The Associated Press: Insurance Commissioner Urges Health Care Law Plans
The state of Kansas needs to decide soon what services it will provide in a health insurance exchange required by the federal health care law, even if the future of the exchanges hinges on the outcome of the presidential election, Kansas Insurance Commissioner Sandy Praeger said. During a meeting Wednesday with health care officials, Praeger said she hoped to make recommendations on which "essential health benefits" should be included in Kansas' insurance exchange to Gov. Sam Brownback after public comments end next week (9/6).
Crains's Detroit Business: Mich. Small-Business Group Presses For State-Run Health Exchange
The Michigan Business and Professional Association is urging the state House to approve the use of a $9.8 million of federal funding grant to complete the planning of a state-run health insurance exchange, a key component of the health care reform law that goes into effect January 2014. "We believe the (House) can approve funding to plan a state-run exchange without supporting ObamaCare," said Jennifer Kluge, president and CEO of the business association and its sister organization the Michigan Food and Beverage Association (Greene, 9/6).
In the meantime, Illinois will soon decide what "essential health benefits" should be included in insurance plans sold in marketplaces --
The Associated Press: Illinois To Decide On Essential Health Benefits
Gov. Pat Quinn has less than a month to choose which benefits will be required in basic health insurance plans sold to individuals and small businesses in Illinois under the federal health care law, an important decision that will determine he cost of future premiums and how broad coverage will be for many patients. As the presidential election focuses on President Barack Obama's national health care overhaul, Illinois has been inching toward implementing the law. Although the governor hasn't been able to push through some needed legislation, he doesn't need the Legislature to OK his choice of a benchmark to assure that Illinoisans receive "essential health benefits." (Johnson, 9/6).

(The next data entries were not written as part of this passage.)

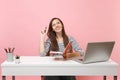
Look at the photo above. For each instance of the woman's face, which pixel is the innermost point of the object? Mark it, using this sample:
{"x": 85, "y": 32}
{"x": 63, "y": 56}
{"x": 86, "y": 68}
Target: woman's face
{"x": 57, "y": 26}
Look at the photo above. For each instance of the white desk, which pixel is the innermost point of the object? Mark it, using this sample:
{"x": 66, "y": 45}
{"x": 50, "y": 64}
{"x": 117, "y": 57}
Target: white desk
{"x": 36, "y": 66}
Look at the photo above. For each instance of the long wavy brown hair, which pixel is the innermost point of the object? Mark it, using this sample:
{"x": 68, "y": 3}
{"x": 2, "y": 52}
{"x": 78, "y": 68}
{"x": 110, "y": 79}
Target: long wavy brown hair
{"x": 52, "y": 36}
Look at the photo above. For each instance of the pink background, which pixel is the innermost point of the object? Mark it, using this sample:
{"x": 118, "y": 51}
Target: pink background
{"x": 86, "y": 20}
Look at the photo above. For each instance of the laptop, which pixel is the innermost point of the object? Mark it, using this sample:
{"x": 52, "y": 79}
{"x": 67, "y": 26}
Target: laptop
{"x": 96, "y": 52}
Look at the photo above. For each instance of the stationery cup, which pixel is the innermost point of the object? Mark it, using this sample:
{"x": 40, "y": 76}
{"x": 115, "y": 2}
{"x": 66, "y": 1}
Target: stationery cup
{"x": 9, "y": 57}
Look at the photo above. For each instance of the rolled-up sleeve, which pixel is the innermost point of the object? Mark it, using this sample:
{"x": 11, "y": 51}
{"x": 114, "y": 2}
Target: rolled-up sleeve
{"x": 76, "y": 46}
{"x": 46, "y": 47}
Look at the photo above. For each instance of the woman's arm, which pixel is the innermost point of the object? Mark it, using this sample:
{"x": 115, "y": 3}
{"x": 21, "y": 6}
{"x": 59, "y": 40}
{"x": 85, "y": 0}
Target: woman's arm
{"x": 77, "y": 50}
{"x": 44, "y": 45}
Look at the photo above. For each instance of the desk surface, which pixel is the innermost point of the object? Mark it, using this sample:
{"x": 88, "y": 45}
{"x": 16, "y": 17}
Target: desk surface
{"x": 35, "y": 65}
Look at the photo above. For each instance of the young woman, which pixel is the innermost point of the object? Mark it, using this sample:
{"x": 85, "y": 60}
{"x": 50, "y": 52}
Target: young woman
{"x": 57, "y": 41}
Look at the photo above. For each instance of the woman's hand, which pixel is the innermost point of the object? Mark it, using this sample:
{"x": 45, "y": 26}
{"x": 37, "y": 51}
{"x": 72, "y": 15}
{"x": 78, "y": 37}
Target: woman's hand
{"x": 71, "y": 55}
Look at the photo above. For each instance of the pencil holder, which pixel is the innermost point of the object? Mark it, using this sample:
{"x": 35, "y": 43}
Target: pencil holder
{"x": 9, "y": 57}
{"x": 17, "y": 59}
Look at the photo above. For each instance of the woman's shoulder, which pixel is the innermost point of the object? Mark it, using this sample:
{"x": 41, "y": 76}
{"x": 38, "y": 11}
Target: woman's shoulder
{"x": 70, "y": 38}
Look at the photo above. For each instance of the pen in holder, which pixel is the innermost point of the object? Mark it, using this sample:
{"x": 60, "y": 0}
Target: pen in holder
{"x": 9, "y": 54}
{"x": 9, "y": 57}
{"x": 17, "y": 59}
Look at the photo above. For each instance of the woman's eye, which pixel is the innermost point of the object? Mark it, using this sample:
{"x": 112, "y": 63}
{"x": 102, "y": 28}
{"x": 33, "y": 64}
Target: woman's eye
{"x": 58, "y": 22}
{"x": 53, "y": 25}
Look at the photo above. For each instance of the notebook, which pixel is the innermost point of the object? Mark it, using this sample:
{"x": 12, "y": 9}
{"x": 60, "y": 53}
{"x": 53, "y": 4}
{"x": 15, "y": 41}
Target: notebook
{"x": 96, "y": 52}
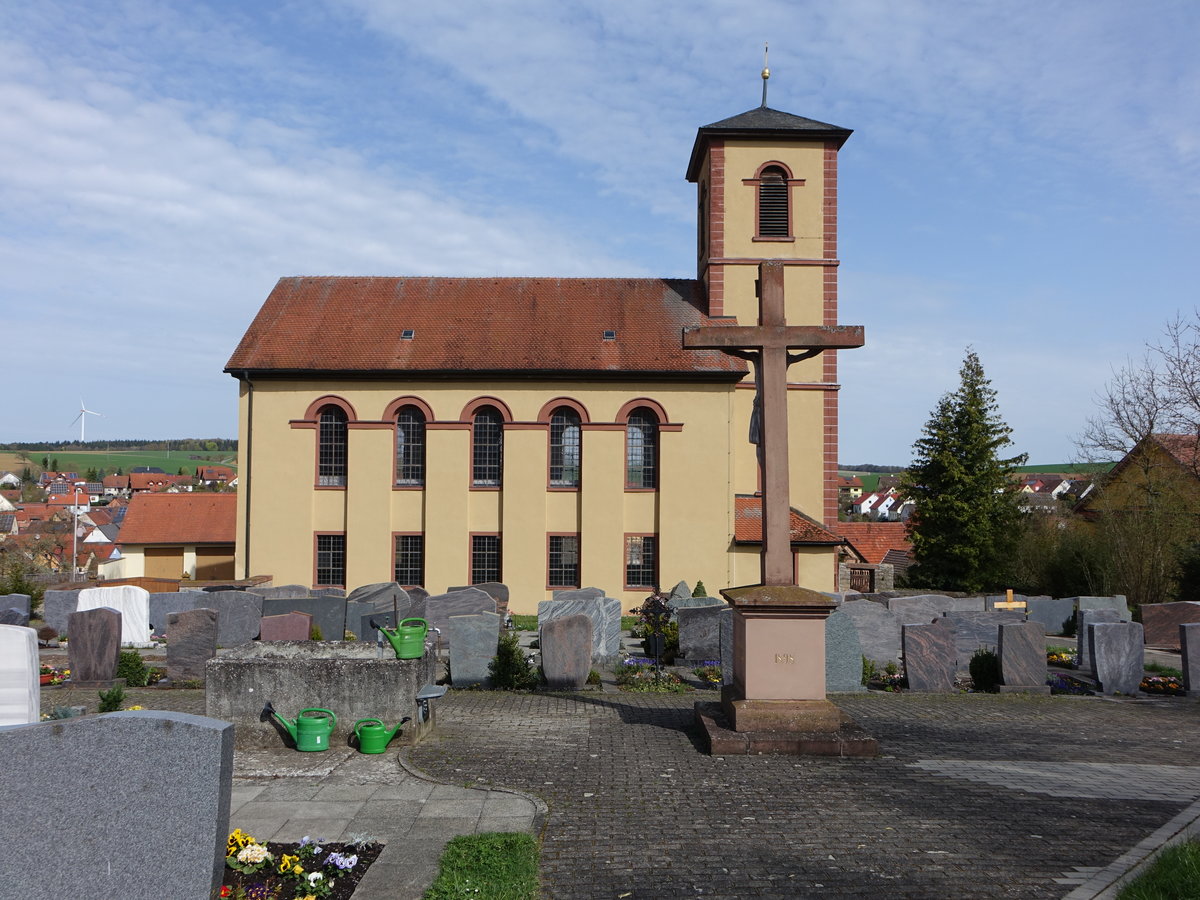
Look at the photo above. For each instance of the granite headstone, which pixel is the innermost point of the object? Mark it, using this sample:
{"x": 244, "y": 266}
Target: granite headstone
{"x": 131, "y": 601}
{"x": 21, "y": 693}
{"x": 1119, "y": 655}
{"x": 473, "y": 642}
{"x": 1023, "y": 657}
{"x": 191, "y": 642}
{"x": 94, "y": 646}
{"x": 844, "y": 654}
{"x": 929, "y": 655}
{"x": 565, "y": 652}
{"x": 1086, "y": 618}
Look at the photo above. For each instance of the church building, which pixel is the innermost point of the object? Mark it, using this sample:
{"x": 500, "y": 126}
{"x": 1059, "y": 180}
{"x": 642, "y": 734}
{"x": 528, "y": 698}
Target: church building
{"x": 551, "y": 432}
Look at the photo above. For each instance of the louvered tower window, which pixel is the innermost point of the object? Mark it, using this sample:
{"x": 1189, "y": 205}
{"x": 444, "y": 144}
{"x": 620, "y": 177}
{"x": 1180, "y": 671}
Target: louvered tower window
{"x": 773, "y": 219}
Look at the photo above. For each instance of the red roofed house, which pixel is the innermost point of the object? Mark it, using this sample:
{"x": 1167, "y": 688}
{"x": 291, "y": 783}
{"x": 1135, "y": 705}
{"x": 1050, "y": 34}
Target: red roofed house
{"x": 167, "y": 534}
{"x": 549, "y": 432}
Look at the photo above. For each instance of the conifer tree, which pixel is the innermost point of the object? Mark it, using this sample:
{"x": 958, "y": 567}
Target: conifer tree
{"x": 966, "y": 523}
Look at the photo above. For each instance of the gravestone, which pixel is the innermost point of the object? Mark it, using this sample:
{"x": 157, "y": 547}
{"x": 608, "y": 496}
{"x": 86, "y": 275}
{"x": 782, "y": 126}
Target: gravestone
{"x": 239, "y": 613}
{"x": 1051, "y": 612}
{"x": 495, "y": 589}
{"x": 1086, "y": 618}
{"x": 191, "y": 642}
{"x": 1117, "y": 603}
{"x": 473, "y": 642}
{"x": 17, "y": 601}
{"x": 285, "y": 627}
{"x": 1189, "y": 658}
{"x": 681, "y": 592}
{"x": 695, "y": 603}
{"x": 328, "y": 613}
{"x": 726, "y": 627}
{"x": 918, "y": 610}
{"x": 439, "y": 607}
{"x": 21, "y": 691}
{"x": 163, "y": 605}
{"x": 700, "y": 634}
{"x": 879, "y": 630}
{"x": 79, "y": 833}
{"x": 94, "y": 646}
{"x": 565, "y": 651}
{"x": 1119, "y": 655}
{"x": 973, "y": 630}
{"x": 844, "y": 654}
{"x": 577, "y": 594}
{"x": 13, "y": 617}
{"x": 1023, "y": 658}
{"x": 131, "y": 601}
{"x": 1161, "y": 621}
{"x": 605, "y": 616}
{"x": 929, "y": 657}
{"x": 57, "y": 605}
{"x": 285, "y": 592}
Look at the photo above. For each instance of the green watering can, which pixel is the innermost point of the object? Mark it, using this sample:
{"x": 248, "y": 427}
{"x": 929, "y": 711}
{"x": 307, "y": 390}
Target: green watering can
{"x": 311, "y": 729}
{"x": 408, "y": 641}
{"x": 373, "y": 735}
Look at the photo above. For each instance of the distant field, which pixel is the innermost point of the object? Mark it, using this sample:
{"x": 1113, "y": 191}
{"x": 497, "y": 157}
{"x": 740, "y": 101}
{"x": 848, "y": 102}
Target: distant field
{"x": 111, "y": 460}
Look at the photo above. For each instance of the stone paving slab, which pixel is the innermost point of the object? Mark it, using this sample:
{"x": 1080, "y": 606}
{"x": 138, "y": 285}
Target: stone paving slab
{"x": 636, "y": 809}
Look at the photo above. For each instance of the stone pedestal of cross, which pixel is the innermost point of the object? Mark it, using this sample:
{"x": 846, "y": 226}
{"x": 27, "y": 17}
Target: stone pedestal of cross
{"x": 777, "y": 702}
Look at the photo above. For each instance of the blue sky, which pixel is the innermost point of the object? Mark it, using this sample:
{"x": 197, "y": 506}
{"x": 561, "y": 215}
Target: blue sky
{"x": 1023, "y": 179}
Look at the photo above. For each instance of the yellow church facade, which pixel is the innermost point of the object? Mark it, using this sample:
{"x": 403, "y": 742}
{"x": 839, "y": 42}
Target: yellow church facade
{"x": 549, "y": 432}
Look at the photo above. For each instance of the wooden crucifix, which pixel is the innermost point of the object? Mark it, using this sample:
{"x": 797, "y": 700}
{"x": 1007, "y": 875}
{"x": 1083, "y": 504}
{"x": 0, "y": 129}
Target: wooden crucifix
{"x": 773, "y": 346}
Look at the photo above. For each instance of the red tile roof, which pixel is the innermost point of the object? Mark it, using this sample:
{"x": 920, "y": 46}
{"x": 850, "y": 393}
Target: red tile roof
{"x": 875, "y": 539}
{"x": 748, "y": 525}
{"x": 180, "y": 519}
{"x": 355, "y": 324}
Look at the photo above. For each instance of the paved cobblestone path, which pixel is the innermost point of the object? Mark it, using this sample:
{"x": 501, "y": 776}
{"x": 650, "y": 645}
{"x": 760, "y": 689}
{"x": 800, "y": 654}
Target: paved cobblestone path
{"x": 976, "y": 796}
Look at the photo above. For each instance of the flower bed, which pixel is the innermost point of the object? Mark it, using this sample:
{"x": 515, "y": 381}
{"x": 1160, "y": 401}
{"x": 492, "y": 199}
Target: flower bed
{"x": 306, "y": 870}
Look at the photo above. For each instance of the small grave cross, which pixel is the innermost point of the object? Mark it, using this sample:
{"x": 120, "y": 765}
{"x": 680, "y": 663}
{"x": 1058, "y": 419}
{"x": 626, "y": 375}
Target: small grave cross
{"x": 769, "y": 346}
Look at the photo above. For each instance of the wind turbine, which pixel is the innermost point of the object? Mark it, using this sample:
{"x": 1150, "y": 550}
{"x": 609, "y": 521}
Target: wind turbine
{"x": 83, "y": 418}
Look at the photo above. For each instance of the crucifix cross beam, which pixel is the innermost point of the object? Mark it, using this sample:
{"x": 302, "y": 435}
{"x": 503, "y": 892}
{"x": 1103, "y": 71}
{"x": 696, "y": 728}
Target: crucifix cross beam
{"x": 771, "y": 345}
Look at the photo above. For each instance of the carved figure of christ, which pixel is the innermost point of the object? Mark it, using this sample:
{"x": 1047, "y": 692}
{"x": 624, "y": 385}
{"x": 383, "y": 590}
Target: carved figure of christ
{"x": 773, "y": 346}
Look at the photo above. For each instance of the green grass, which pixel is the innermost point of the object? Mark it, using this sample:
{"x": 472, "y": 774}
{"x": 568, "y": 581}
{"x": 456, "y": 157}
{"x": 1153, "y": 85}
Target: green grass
{"x": 495, "y": 865}
{"x": 1174, "y": 875}
{"x": 111, "y": 460}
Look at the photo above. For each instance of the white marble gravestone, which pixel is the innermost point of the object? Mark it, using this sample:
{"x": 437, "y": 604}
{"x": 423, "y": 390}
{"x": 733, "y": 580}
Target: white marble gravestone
{"x": 21, "y": 690}
{"x": 131, "y": 601}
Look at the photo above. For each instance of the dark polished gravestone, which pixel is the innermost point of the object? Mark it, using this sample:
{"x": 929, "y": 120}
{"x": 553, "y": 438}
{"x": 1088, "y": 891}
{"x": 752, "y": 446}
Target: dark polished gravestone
{"x": 1023, "y": 658}
{"x": 1086, "y": 618}
{"x": 929, "y": 657}
{"x": 439, "y": 607}
{"x": 567, "y": 652}
{"x": 286, "y": 627}
{"x": 94, "y": 647}
{"x": 473, "y": 643}
{"x": 191, "y": 642}
{"x": 1161, "y": 621}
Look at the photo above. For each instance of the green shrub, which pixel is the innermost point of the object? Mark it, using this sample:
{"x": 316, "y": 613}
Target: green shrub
{"x": 509, "y": 669}
{"x": 132, "y": 669}
{"x": 985, "y": 670}
{"x": 111, "y": 700}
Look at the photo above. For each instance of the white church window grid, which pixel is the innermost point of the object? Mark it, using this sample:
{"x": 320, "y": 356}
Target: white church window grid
{"x": 487, "y": 448}
{"x": 411, "y": 447}
{"x": 642, "y": 449}
{"x": 565, "y": 448}
{"x": 331, "y": 450}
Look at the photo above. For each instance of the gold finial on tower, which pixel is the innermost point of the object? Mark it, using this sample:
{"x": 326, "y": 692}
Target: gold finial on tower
{"x": 766, "y": 73}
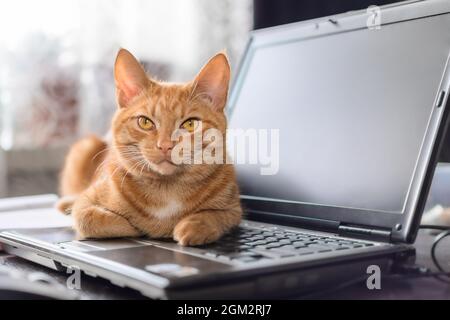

And Calif. Gov. Jerry Brown pushes forward on implementing the health law there --
Kaiser Health News: Capsules: Where In The World Is Jerry Brown
California's Jerry Brown, the governor of the most populous state in the union, a state that has aggressively pushed ahead with the Affordable Care Act even when it wasn't the "in-thing," is sitting out this year's Democratic National Convention. Like millions of American kids who returned to school this week, Brown has too much work to do, his office told the Sacramento Bee. He has some 800 bills that he must sign or veto by September 30, and Brown has warned state lawmakers that he plans to call a special legislative session on health care to ensure the approval of bills needed to keep up the state's break-neck pace implementing the health law (Varney, 9/6).